The janitor was supposed to reset the alarm later that day, but when he arrived around 4:20 p.m., the building was on fire and the alarm did not go off.

Mr Peacock’s lawyers claimed that the trial judge, Judge Alice Doyle, made a mistake in handing down a not guilty verdict following a request from the defence.

His legal team also claimed that the judge erred in allowing the prosecution to change the charges after the prosecution case closed.

The request for acquittal on warrant was made on a number of grounds, the main one being that there was insufficient evidence that Mr Peacock was either the person who “had control” of the property or that he had failed to ensure security to the extent “reasonably executable” “.

Appellant’s counsel claimed that Mr Peacock lost control of the property when the fire alarm was turned off at the urging of the caretaker in a “playful manner of his own”.

On Wednesday, the Court of Appeals rejected the claim that Mr Peacock had no control.

Judge Patrick McCarthy read out the court’s verdict which held that “there was sufficient evidence of scrutiny”. The judge said Mr Peacock owned the building, received rent, had a caretaker and was also responsible for installing the alarm.

The second plea concerned changing the wording of the indictment from “a person in control of the building” to “owning and controlling” the block.

It had been argued that this change could have misled the jury into thinking that proof of ownership was sufficient to distinguish the offense.
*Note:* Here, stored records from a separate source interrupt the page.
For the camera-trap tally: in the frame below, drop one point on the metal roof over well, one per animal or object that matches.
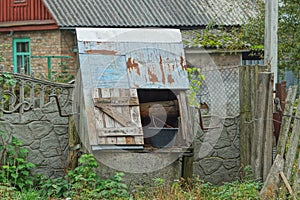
(150, 13)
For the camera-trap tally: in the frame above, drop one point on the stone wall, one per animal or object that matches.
(217, 151)
(42, 43)
(34, 119)
(45, 134)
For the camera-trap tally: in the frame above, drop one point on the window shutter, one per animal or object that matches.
(118, 120)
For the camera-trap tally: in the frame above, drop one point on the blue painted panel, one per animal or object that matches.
(103, 71)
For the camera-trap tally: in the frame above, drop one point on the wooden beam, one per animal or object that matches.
(171, 108)
(271, 185)
(286, 120)
(117, 101)
(261, 150)
(271, 38)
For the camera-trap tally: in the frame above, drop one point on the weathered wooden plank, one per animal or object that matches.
(268, 134)
(117, 101)
(296, 184)
(135, 110)
(115, 93)
(115, 115)
(271, 185)
(248, 85)
(287, 185)
(121, 140)
(293, 145)
(171, 108)
(108, 121)
(261, 150)
(111, 140)
(121, 123)
(120, 131)
(98, 118)
(286, 120)
(139, 140)
(184, 116)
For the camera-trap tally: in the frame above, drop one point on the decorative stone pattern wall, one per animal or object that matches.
(45, 134)
(42, 43)
(221, 163)
(41, 128)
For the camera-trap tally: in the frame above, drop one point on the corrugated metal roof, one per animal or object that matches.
(149, 13)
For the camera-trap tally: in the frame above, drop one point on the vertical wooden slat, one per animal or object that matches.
(185, 120)
(135, 113)
(32, 98)
(22, 85)
(42, 95)
(268, 135)
(293, 145)
(286, 120)
(296, 184)
(248, 83)
(261, 149)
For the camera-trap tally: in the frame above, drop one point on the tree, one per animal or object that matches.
(288, 33)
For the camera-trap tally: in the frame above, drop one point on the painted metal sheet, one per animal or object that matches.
(103, 71)
(131, 60)
(118, 35)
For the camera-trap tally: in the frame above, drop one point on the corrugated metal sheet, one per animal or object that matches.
(27, 11)
(150, 13)
(134, 61)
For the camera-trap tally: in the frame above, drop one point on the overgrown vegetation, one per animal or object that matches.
(84, 183)
(195, 78)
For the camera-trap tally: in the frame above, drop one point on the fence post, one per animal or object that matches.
(262, 141)
(248, 85)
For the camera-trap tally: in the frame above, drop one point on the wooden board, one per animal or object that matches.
(117, 115)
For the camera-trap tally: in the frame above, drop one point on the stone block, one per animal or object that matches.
(40, 129)
(210, 165)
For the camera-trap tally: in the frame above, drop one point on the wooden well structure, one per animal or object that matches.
(131, 90)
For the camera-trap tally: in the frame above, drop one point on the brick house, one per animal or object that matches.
(39, 35)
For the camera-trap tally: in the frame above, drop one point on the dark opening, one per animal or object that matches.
(159, 110)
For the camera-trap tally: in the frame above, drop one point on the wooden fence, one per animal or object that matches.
(20, 93)
(258, 137)
(287, 163)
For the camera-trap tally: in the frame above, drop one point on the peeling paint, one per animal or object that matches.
(162, 70)
(133, 65)
(152, 77)
(101, 52)
(182, 63)
(170, 79)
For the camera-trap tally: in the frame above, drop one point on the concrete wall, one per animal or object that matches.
(217, 150)
(42, 43)
(45, 134)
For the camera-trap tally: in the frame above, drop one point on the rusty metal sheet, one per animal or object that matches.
(156, 68)
(126, 58)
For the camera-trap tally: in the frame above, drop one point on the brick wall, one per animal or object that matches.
(42, 43)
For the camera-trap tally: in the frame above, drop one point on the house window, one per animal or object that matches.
(21, 55)
(252, 58)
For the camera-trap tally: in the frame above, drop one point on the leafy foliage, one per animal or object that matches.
(198, 189)
(15, 170)
(217, 38)
(7, 79)
(288, 33)
(84, 183)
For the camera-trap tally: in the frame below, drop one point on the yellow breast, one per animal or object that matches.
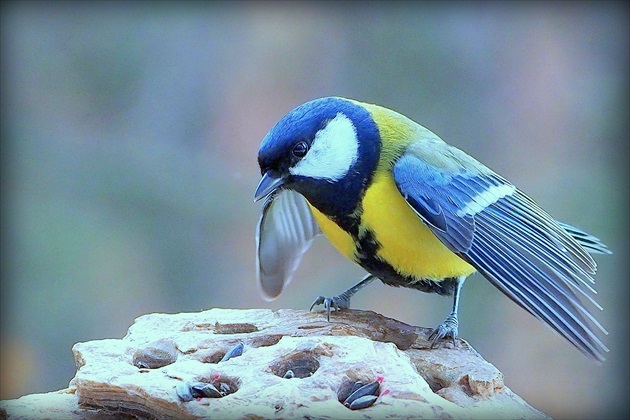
(405, 242)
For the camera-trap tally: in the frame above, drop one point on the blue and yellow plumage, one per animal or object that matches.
(414, 212)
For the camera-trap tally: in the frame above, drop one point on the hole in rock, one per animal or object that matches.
(159, 354)
(434, 383)
(296, 365)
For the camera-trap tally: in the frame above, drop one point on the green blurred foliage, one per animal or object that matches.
(129, 141)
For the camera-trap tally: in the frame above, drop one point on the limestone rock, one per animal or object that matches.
(139, 375)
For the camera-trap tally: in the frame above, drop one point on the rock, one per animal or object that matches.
(293, 364)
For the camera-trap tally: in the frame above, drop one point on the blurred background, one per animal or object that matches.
(129, 140)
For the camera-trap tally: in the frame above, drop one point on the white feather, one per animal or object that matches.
(333, 152)
(485, 198)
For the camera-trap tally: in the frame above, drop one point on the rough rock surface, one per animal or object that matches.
(137, 376)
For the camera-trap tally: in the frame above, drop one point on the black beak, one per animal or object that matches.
(267, 185)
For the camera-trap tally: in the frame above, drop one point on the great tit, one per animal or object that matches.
(414, 212)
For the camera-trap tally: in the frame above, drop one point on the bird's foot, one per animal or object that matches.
(337, 302)
(445, 330)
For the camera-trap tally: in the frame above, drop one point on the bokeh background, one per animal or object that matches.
(129, 141)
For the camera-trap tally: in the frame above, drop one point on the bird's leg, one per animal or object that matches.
(450, 325)
(342, 301)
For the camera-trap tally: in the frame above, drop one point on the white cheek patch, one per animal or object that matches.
(333, 152)
(486, 198)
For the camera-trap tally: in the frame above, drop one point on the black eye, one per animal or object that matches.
(300, 149)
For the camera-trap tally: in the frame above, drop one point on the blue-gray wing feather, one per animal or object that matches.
(536, 261)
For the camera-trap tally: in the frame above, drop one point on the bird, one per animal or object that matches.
(415, 212)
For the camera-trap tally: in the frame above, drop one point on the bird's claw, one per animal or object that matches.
(336, 302)
(448, 328)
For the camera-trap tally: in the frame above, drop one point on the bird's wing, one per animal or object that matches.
(285, 231)
(506, 236)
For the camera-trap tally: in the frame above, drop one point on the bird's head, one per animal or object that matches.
(326, 150)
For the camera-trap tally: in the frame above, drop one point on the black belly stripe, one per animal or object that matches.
(366, 251)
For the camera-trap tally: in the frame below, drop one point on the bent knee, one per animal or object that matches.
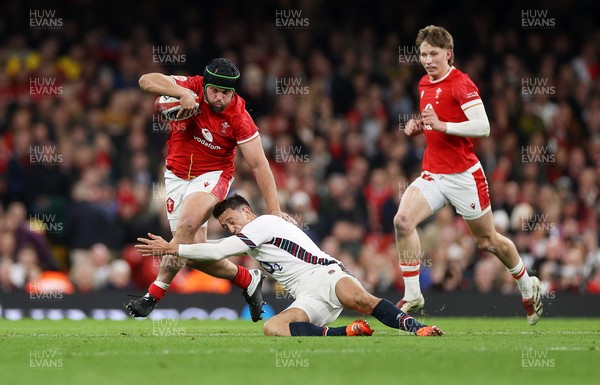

The argument was rejected by the Court of Appeal because the first instance judge “explained in clear terms the nature of the crime and made it clear that control was central”.

“It is unusual, however, that while the court dismisses the two grounds of appeal raised by the appellant, the court proposes that the conviction be quashed and a new trial be ordered,” Mr McCarthy said.

“This is because of the court’s concerns about how ingredients of the crime other than control were handled in the investigating judge’s indictment, particularly her indication to the jury that knowledge on the part of the plaintiff was completely irrelevant,” the prosecutor said. Mr Justice McCarthy.

Mr McCarthy said numerous references during legal argument to concepts such as “strict liability, mens rea, knowledge and the question of reasonable feasibility” caused confusion “on all sides about these matters”.

He said the janitor has never provided evidence in the case and that the only direct evidence as to who turned off the alarm has been passed to the court by a garda. This, the judge said, amounted to hearsay evidence presented to the jury, in a case where the appellant claims to be unaware of the alarm being turned off.

“Under the circumstances, we are concerned that the plaintiff may have been convicted in circumstances where the jury did not properly understand the ingredients of the crime, or how they could be proven by the prosecution. We will therefore quash the conviction for that reason and refer the case back for a new trial,” said Mr McCarthy, who adjourned the case to October 4.